14-16 Bless your enemies; no cursing under your breath. Laugh with your happy friends when they’re happy; share tears when they’re down. Get along with each other; don’t be stuck-up. Make friends with nobodies; don’t be the great somebody.
17-19 Don’t hit back; discover beauty in everyone. If you’ve got it in you, get along with everybody. Don’t insist on getting even; that’s not for you to do. “I’ll do the judging,” says God. “I’ll take care of it.”
20-21 Our Scriptures tell us that if you see your enemy hungry, go buy that person lunch, or if he’s thirsty, get him a drink. Your generosity will surprise him with goodness. Don’t let evil get the best of you; get the best of evil by doing good.
On Sunday, Sept 3, we began a new sermon series called, “Come to the Table.” We’ll be looking at our table and how open it is to “Outcasts and sinners” as we know and affirm that those are the same people who shared the table with Jesus.
What we need to do is transform our thinking from “Our” table to “Jesus'” table. Sure, the table is here at Presbyterian Church of the Eternal Hills, but it is in no way “OUR” table — it is the Jesus’ Table.
What would Jesus’ table look like today?

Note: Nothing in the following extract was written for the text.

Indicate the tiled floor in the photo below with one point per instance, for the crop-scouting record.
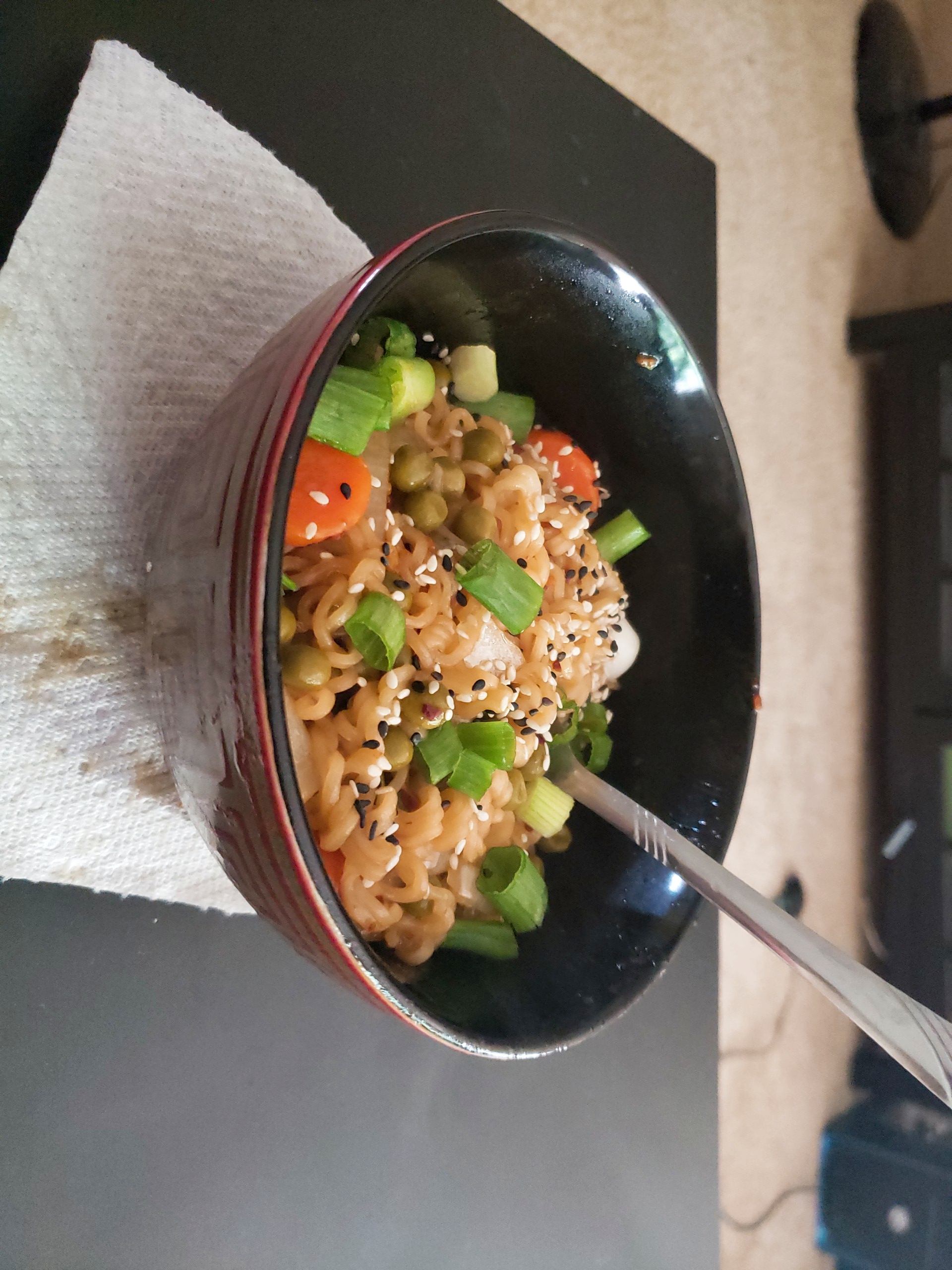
(766, 91)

It would still be a table of abundance — there would still be plenty for all (with leftovers, too!) — and it would certainly still be surrounded by “outcasts and sinners.” According to the scripture above, from Romans 12, it sounds like we should even have room at our table for our enemies.
That’s all good and well in theory; but in this day and age when it is so easy to label people with differing political views or different theologies “enemies,” inviting everyone to the “Open Table” is a little more difficult in actual practice.
Over the next several weeks leading up to World Communion Sunday on October 1, we’ll be considering Jesus’ Table at CEH. It’s a great lead in to our New Beginnings discussions, and a super way for us to really think through this most mysterious sacrament of bread and wine.